West Palm Beach has a pending inquiry into possible conflicts of interest
involving Haitian council clients placed in rental homes owned by the
organization's employees or their business acquaintances. The Palm Beach
County Department of Community Services and the Children's Services Council
of Palm Beach County have raised concerns that Henry and former supervisor
Gethro Louis Jean may have violated nepotism rules by co-owning a West Palm
Beach house.

The three agencies placed the council under closer supervision and required
Henry and board members to affirm conflict-of-interest policies and resolve
administrative problems such as poor record keeping. The council gets
$854,628 in public money to provide immigration assistance, prenatal care
and housing for AIDS clients.

Sharon Nangle, a program monitor for the county, said her two years of
reviewing the council's activities haven't uncovered any asylum
applications, but she said she has never been told to look for them. Council
employees can provide blank legal forms and help clients type the forms, but
aren't allowed to ask them questions about the forms or give advice,
according to the bar association.

Zimmerman said her board didn't discipline Henry after the bar association
investigation because no significant problems were found.

"I don't think she did anything wrong. I don't think we've had anything
serious. Most of the problems we've had have been with paperwork," Zimmerman
said. The four Haitian immigrants filed their complaints with the bar
association through Miami immigration lawyer Candace Jean. Medastin, and
Aneus ended up changing the focus of their complaints against the Haitian
council when they appeared before the bar association.

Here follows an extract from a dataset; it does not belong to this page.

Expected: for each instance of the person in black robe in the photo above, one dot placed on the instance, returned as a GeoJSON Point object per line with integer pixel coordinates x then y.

The day Henry testified to the bar association committee in February 2001,
she arrived with Medastin and Aneus, according to transcripts. Henry told
the committee that, when she learned of the complaints, she put word out on
a Haitian radio station that she wanted to talk to the four immigrants.

Medastin testified that he called Henry and accompanied her to the hearing.
He said Jean filed the complaint without him understanding it. Aneus
testified that Jean filed the complaint even though he didn't agree that the
person to whom he gave $150 was representing Henry. Jean declined comment,
saying the records speak for themselves. Transcripts of testimony by Louis
and Henrius -- who stood by their stories, according to the bar association
-- were unavailable.

Immigration courts rejected the refugees' asylum applications and their
appeals were rejected, said Elaine Komis, spokeswoman for the federal
Executive Office for Immigration Review. They are now being sought for
deportation, said Barbara Gonzalez, spokeswoman for the federal Bureau of
Immigration and Customs Enforcement.